The Australian 4th Division was formed in the First World War during the expansion of the Australian Imperial Force (AIF) infantry brigades in February 1916. In addition to the experienced 4th Brigade (previously in the original New Zealand and Australian Division) were added the new 12th and 13th Brigades (spawned from the battalions of the 4th and 3rd Brigades respectively). From Egypt the division was sent to France. After the war ended and the AIF was demobilised, the division was dissolved.

In 1921, the 4th Division name was reactivated as a Citizen Military Forces (militia/reserve) formation. The division performed home defence duties for most of World War II, before deactivation in 1944.

History[edit]

World War I[edit]

Formation in Egypt[edit]

In January 1916, Major General Alexander Godley, then commanding the Australian and New Zealand Army Corps and the AIF, put forward a proposal to use Australian reinforcements then training in Egypt to form two new divisions.

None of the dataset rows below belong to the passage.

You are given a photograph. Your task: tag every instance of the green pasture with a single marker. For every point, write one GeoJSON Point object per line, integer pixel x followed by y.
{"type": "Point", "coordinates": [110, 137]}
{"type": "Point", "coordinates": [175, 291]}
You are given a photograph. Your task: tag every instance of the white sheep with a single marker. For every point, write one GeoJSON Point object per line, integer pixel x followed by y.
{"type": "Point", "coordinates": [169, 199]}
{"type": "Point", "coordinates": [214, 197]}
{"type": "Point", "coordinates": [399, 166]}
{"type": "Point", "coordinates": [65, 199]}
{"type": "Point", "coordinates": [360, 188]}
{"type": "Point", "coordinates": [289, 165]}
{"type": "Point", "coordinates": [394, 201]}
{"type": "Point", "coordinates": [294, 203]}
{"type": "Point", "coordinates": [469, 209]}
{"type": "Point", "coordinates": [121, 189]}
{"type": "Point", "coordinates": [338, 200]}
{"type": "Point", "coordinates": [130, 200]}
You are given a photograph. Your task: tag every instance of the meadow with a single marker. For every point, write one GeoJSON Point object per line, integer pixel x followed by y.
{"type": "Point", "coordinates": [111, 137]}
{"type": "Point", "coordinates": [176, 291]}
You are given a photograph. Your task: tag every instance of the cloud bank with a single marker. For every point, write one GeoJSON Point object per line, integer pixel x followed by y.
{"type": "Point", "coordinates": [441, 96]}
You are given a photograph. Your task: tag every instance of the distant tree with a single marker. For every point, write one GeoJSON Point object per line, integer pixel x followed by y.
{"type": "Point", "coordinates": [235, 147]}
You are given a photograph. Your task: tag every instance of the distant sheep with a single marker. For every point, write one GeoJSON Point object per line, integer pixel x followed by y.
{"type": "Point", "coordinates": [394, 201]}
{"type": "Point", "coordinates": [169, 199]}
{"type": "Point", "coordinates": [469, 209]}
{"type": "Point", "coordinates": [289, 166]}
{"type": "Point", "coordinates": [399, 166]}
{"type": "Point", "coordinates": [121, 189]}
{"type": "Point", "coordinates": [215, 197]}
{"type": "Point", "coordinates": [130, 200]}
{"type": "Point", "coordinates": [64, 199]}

The Australian government concurred and the Australian 4th Division was formed in this expansion of the Australian Imperial Force infantry brigades in February 1916. In addition to the experienced 4th Brigade (previously in the original New Zealand and Australian Division) there were added the new 12th and 13th Brigades (spawned from the battalions of the 4th and 3rd Brigades respectively).

The 4th Division began forming in Egypt in February 1916. The new division included the 4th Infantry Brigade, 4th Field Company, 4th Field Ambulance and 7th Army Service Corps Company which had fought at Gallipoli. The 12th and 13th Infantry Brigades were formed by taking half the personnel of the 4th and 3rd Infantry Brigades. Delays in assembling the artillery meant that the division could not depart for France before June 1916.

Somme, 1916[edit]

The division was initially stationed on the Suez Canal. In June 1916 it moved to France, taking over part of the "nursery" sector near Armentières. Its stay there was brief and soon it was accompanying the 1st and 2nd Divisions to the Somme sector. In August 1916 it relieved the 2nd Division on the Pozières Heights and repulsed a major German counterattack. It then drove north to the outskirts of Mouquet Farm. A second tour of the Somme at Mouquet Farm followed in September and a third at Flers in October.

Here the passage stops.